Frozen Shoulder Diagnosis

Frozen shoulder can also be diagnosed if limits to the active range of motion (range of motion from active use of muscles) are similar or almost the same as the limits to the passive range of motion (range of motion from a person manipulating the arm and shoulder). An arthrogram or an MRI scan may confirm the diagnosis - although in practice this is rarely needed.
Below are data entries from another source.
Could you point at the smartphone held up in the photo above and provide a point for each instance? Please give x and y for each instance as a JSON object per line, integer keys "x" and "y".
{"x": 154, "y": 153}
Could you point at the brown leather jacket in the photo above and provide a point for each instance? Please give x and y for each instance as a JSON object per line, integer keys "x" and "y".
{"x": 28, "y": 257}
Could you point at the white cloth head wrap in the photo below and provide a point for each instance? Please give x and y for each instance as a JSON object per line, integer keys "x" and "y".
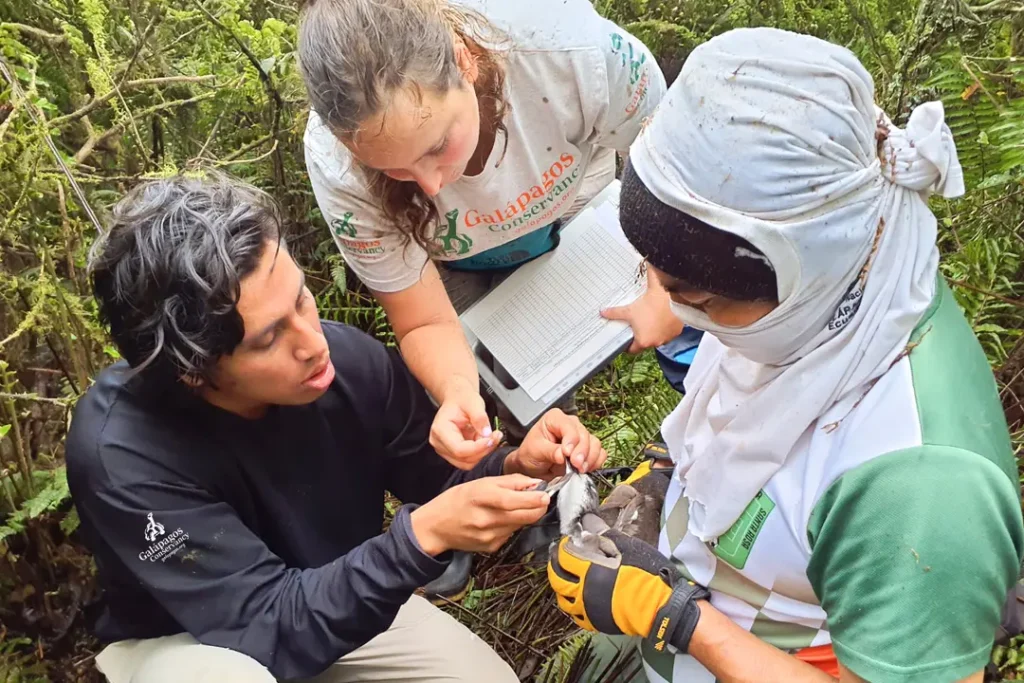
{"x": 771, "y": 135}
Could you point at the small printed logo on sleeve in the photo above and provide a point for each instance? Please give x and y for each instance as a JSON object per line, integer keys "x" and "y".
{"x": 344, "y": 225}
{"x": 154, "y": 529}
{"x": 162, "y": 544}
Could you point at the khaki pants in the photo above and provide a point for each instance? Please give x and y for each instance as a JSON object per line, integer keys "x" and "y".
{"x": 423, "y": 645}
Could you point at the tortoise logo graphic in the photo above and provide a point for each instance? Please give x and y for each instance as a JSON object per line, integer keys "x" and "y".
{"x": 154, "y": 529}
{"x": 452, "y": 243}
{"x": 344, "y": 225}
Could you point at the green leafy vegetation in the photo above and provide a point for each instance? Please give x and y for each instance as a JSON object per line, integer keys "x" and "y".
{"x": 129, "y": 89}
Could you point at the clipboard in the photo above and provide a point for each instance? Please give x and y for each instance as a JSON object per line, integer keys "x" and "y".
{"x": 538, "y": 336}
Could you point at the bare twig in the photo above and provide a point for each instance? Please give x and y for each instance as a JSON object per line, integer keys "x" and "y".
{"x": 66, "y": 225}
{"x": 996, "y": 5}
{"x": 31, "y": 396}
{"x": 213, "y": 131}
{"x": 230, "y": 159}
{"x": 39, "y": 119}
{"x": 249, "y": 161}
{"x": 1013, "y": 302}
{"x": 91, "y": 143}
{"x": 271, "y": 90}
{"x": 33, "y": 31}
{"x": 95, "y": 103}
{"x": 981, "y": 86}
{"x": 491, "y": 625}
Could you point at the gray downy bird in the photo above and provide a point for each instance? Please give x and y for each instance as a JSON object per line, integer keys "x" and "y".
{"x": 577, "y": 497}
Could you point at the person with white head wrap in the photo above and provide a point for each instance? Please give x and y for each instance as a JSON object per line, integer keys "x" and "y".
{"x": 844, "y": 483}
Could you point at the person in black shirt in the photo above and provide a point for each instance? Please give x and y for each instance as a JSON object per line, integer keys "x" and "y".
{"x": 229, "y": 472}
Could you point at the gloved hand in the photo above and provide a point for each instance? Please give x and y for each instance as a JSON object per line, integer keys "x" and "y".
{"x": 619, "y": 585}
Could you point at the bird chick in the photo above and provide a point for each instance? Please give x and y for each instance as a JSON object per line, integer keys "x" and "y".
{"x": 577, "y": 497}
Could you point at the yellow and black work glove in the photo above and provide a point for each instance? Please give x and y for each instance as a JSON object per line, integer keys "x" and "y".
{"x": 619, "y": 585}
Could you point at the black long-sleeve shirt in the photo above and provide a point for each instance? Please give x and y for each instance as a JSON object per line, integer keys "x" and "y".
{"x": 260, "y": 536}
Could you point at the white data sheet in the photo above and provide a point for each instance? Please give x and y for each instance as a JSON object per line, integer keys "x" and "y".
{"x": 543, "y": 324}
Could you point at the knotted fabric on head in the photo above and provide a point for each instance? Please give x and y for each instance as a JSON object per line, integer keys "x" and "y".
{"x": 771, "y": 136}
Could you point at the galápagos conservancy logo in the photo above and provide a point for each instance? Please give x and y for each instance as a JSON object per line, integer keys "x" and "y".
{"x": 167, "y": 546}
{"x": 154, "y": 529}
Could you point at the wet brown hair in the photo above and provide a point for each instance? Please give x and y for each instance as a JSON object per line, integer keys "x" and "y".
{"x": 354, "y": 54}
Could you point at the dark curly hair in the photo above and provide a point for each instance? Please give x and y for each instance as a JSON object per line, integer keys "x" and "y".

Frozen Shoulder Symptoms and Signs

With a frozen shoulder, one sign is that the joint becomes so tight and stiff that it is almost impossible to carry out simple movements, such as raising the arm. People complain that the stiffness and pain worsen during nighttime. Pain due to frozen shoulder is typically dull or aching. It can be exacerbated with attempted motion.

Frozen Shoulder Treatment

Doctors may recommend the following treatments: nonsteroidal anti-inflammatory drugs (NSAIDs), heat or cold, corticosteroids, surgery, shoulder manipulation, and electric stimulation.